TomAugspurger commented 7 years ago

Unless I'm missing anything, all the outstanding issues have been resolved. And we can make additional documentation fixes after tagging the release.

bashtage commented 7 years ago

The two backports are left then I think it is ready, assuming OSX build is working

bashtage commented 7 years ago

Message is like

internal padding after c:\git\statsmodels\docs\source\gettingstarted.rst:11: WARNING: image file not readable: ..\build\build\html_static\gettingstarted_0.png

And gettingstarted_0.png is in docs\source.

Ease to manually move, but not sure why these are output in the wrong place.

TomAugspurger commented 7 years ago

Docs with the current maintenance/0.8.x are at http://www.statsmodels.org/dev/

josef-pkt commented 7 years ago

@bashtage @TomAugspurger Based on what you did yesterday, #3345 is the last missing piece, is it?

I can backport it and then tag and push to pypi.
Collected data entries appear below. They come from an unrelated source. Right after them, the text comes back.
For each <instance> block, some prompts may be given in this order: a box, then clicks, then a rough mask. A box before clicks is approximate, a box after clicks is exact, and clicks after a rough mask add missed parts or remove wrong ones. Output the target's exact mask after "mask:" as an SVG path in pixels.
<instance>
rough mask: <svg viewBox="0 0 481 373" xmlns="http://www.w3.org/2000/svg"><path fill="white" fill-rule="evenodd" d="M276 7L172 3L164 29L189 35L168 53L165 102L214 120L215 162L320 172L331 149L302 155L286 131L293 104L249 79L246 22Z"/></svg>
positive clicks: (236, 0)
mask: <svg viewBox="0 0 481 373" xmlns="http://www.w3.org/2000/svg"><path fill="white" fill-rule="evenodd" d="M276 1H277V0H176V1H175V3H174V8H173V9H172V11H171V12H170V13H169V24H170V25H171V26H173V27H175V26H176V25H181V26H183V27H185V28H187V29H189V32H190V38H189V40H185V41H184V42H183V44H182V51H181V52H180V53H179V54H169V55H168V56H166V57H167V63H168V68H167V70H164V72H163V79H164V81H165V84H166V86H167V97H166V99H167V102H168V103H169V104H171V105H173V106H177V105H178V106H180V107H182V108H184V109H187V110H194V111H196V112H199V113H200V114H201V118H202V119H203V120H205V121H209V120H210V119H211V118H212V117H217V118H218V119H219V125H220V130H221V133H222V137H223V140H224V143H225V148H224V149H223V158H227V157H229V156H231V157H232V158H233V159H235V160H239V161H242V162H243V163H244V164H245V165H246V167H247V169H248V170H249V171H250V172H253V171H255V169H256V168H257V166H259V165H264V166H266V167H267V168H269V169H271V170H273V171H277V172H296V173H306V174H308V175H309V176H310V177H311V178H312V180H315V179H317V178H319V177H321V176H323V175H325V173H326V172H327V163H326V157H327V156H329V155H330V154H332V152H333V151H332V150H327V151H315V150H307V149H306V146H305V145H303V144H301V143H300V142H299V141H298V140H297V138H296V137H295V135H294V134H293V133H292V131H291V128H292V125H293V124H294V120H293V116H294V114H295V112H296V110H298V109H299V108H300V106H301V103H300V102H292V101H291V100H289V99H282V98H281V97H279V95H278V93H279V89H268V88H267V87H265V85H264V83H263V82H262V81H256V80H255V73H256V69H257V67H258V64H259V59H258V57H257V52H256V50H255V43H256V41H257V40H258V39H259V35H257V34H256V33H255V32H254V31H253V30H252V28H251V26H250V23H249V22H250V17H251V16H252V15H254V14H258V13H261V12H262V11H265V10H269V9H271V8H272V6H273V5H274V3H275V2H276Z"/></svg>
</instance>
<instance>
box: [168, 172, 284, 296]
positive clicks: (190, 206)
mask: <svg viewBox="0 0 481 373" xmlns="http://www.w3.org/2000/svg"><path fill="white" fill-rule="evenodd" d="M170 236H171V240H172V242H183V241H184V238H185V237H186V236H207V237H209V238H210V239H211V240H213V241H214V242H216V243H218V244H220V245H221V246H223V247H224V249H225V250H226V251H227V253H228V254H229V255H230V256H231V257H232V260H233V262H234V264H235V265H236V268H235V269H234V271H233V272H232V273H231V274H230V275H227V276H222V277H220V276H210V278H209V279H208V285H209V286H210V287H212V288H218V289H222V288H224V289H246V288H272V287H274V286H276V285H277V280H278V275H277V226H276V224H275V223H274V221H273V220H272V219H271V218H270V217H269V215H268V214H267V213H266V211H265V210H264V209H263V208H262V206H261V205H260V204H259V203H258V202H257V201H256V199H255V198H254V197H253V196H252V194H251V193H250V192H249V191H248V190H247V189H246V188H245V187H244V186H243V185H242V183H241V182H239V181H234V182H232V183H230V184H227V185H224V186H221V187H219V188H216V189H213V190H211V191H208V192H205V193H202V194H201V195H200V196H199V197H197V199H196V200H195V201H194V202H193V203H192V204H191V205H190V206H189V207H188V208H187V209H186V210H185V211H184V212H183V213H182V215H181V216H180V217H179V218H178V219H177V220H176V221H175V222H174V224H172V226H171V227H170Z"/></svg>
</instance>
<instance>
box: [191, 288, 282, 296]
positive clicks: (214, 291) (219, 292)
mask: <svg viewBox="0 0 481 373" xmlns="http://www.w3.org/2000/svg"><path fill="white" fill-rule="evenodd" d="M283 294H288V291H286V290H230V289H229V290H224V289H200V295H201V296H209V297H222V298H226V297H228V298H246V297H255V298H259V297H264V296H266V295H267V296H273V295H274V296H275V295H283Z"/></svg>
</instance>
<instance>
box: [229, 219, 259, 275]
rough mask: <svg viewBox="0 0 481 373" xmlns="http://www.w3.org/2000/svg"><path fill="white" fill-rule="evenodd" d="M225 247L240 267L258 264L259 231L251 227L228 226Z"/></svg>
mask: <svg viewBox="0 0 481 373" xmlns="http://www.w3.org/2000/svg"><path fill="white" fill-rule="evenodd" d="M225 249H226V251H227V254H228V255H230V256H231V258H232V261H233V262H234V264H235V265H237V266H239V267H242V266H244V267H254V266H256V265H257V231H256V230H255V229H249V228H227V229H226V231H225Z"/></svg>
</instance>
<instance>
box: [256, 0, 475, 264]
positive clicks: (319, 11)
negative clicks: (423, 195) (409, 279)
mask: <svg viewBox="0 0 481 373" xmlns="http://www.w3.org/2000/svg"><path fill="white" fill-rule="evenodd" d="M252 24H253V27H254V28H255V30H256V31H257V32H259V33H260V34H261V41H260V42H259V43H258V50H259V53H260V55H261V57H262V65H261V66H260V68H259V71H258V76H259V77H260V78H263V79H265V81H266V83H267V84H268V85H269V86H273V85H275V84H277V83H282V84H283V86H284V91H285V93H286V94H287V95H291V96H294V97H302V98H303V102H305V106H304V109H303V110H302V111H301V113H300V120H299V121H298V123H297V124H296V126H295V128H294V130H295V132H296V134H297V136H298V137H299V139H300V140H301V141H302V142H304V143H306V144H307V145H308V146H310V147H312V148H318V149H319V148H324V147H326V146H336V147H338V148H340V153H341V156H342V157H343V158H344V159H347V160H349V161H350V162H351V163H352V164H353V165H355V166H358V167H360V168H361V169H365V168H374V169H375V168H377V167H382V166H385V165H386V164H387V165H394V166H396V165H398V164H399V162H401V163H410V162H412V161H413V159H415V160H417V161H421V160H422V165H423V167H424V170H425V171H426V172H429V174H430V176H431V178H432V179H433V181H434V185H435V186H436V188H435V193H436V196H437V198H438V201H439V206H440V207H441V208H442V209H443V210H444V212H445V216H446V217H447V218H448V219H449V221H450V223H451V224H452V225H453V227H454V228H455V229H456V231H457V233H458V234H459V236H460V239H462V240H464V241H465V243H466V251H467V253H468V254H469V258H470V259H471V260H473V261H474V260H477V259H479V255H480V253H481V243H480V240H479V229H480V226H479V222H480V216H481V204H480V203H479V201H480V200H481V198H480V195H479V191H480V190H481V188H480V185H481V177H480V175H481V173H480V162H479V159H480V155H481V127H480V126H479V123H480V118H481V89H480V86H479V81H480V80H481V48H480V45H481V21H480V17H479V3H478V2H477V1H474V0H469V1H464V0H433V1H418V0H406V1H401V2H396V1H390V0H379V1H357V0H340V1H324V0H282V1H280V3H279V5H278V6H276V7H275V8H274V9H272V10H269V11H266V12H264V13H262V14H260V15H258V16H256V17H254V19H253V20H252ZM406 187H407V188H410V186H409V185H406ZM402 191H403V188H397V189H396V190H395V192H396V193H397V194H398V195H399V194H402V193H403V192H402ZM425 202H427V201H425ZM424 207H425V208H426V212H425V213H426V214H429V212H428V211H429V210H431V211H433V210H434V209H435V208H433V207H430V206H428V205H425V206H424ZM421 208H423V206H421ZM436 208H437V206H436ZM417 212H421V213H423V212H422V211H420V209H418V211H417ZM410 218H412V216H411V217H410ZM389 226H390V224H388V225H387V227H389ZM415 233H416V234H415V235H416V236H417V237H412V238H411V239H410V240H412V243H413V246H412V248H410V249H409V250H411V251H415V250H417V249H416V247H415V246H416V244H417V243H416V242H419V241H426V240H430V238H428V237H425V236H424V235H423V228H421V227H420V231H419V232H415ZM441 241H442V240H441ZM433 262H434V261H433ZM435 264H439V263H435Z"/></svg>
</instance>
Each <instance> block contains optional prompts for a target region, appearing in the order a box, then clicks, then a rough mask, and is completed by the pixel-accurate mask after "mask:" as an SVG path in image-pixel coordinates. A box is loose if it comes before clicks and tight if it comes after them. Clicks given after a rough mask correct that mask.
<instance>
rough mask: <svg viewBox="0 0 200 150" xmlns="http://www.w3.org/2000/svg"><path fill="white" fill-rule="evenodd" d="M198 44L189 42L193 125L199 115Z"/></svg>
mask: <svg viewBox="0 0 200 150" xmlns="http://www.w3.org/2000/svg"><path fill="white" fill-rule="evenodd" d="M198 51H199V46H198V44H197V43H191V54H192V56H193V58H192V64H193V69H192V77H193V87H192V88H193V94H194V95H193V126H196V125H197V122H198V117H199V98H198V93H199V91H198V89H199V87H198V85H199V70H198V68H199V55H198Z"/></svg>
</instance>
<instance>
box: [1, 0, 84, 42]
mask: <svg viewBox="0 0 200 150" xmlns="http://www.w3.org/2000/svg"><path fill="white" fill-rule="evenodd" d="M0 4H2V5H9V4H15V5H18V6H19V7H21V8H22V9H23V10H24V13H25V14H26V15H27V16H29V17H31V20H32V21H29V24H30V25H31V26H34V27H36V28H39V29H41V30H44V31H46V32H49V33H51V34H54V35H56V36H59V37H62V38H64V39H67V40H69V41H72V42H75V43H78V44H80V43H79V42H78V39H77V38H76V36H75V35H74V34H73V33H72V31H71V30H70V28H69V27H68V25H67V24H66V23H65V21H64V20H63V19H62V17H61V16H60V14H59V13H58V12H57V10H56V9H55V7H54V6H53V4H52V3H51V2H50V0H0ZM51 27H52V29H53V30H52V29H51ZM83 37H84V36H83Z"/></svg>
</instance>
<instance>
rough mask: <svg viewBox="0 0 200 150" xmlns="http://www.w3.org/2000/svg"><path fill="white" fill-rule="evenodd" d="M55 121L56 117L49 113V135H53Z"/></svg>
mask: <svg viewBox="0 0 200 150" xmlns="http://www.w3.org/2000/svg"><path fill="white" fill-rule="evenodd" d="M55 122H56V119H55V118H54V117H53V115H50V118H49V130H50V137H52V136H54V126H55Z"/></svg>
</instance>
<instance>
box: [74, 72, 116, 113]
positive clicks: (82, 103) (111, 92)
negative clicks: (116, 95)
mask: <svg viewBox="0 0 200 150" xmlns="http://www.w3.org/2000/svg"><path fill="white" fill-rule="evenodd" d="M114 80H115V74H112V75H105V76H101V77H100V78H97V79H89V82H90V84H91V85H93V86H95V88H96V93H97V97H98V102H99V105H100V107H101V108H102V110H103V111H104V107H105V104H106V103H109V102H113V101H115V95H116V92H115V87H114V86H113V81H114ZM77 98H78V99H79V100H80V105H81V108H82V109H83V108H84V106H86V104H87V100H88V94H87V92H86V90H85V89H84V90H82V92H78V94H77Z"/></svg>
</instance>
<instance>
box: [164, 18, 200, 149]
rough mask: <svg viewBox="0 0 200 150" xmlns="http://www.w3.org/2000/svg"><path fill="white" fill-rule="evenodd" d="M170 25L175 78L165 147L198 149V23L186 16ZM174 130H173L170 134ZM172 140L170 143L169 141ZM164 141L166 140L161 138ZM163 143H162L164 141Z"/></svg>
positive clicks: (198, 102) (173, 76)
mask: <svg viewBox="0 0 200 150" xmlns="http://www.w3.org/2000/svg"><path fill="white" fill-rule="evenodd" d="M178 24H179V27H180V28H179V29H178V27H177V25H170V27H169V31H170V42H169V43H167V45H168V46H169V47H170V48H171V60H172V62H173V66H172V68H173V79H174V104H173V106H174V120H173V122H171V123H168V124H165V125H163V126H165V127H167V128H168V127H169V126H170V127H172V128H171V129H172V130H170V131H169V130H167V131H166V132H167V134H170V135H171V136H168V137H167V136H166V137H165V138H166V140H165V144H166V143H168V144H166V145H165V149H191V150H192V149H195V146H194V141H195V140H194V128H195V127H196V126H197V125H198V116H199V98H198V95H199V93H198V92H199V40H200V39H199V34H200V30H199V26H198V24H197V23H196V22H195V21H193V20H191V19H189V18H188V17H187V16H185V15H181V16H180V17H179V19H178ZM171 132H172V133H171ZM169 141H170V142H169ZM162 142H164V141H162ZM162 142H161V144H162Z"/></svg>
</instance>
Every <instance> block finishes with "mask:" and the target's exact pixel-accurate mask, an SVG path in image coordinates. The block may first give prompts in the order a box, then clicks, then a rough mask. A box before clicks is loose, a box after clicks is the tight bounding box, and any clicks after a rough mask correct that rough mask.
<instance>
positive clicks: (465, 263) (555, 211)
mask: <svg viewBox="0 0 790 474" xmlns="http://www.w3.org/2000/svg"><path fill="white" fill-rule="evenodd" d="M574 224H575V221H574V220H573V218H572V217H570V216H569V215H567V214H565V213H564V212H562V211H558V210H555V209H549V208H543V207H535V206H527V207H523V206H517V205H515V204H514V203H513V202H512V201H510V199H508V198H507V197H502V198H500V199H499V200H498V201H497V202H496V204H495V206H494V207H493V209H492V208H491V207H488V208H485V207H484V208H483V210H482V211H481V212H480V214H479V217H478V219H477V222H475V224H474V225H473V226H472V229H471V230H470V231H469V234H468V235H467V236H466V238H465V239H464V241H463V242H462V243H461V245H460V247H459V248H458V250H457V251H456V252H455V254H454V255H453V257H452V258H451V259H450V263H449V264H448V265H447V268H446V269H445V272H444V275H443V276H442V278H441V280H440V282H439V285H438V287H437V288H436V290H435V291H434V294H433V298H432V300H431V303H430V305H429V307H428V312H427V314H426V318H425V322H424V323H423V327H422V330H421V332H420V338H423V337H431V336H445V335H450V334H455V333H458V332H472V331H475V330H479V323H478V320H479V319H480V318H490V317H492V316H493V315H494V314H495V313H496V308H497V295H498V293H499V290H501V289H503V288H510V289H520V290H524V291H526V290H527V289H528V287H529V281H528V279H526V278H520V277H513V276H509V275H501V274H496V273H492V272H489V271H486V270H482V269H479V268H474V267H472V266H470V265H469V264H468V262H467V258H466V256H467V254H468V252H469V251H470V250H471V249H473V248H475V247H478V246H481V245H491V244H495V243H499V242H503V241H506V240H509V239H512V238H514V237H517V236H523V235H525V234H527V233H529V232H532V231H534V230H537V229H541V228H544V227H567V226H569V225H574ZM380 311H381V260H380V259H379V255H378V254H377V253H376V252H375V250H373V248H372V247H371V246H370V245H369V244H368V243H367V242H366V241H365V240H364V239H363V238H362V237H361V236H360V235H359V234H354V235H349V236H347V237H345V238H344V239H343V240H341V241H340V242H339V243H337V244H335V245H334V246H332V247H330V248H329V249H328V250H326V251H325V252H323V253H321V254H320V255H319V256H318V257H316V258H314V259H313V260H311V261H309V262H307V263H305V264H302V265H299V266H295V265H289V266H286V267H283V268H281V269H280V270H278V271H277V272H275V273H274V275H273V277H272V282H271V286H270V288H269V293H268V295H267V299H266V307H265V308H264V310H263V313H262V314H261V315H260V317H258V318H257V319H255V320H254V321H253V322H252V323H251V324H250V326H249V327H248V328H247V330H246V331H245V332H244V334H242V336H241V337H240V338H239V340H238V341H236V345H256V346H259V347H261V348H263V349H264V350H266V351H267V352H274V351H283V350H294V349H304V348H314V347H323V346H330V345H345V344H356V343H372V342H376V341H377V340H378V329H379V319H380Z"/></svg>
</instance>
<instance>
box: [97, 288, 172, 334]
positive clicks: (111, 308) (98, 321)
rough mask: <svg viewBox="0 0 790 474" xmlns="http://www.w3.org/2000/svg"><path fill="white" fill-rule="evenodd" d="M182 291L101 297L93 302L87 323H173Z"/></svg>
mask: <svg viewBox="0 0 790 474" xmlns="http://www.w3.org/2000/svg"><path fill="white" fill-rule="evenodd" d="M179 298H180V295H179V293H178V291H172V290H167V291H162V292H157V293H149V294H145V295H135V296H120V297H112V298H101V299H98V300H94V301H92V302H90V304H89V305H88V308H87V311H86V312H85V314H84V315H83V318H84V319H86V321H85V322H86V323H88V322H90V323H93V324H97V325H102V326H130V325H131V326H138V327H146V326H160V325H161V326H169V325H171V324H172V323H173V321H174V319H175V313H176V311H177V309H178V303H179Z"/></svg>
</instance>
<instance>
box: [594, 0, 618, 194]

I haven't tried the microsoft compiler build yet, but that could wait a day to get on pypi.

TomAugspurger commented 7 years ago

Yep, I believe so. Once it's on Github I can do the Mac and Linux wheels, and once it's on PyPI I can do the conda-forge build.

bashtage commented 7 years ago

I have found quite a few more doc issues, but I don't think these should hold things up.

bashtage commented 7 years ago

One remaining issue -- there are promised deprecations that haven't been removed, e.g. jac method.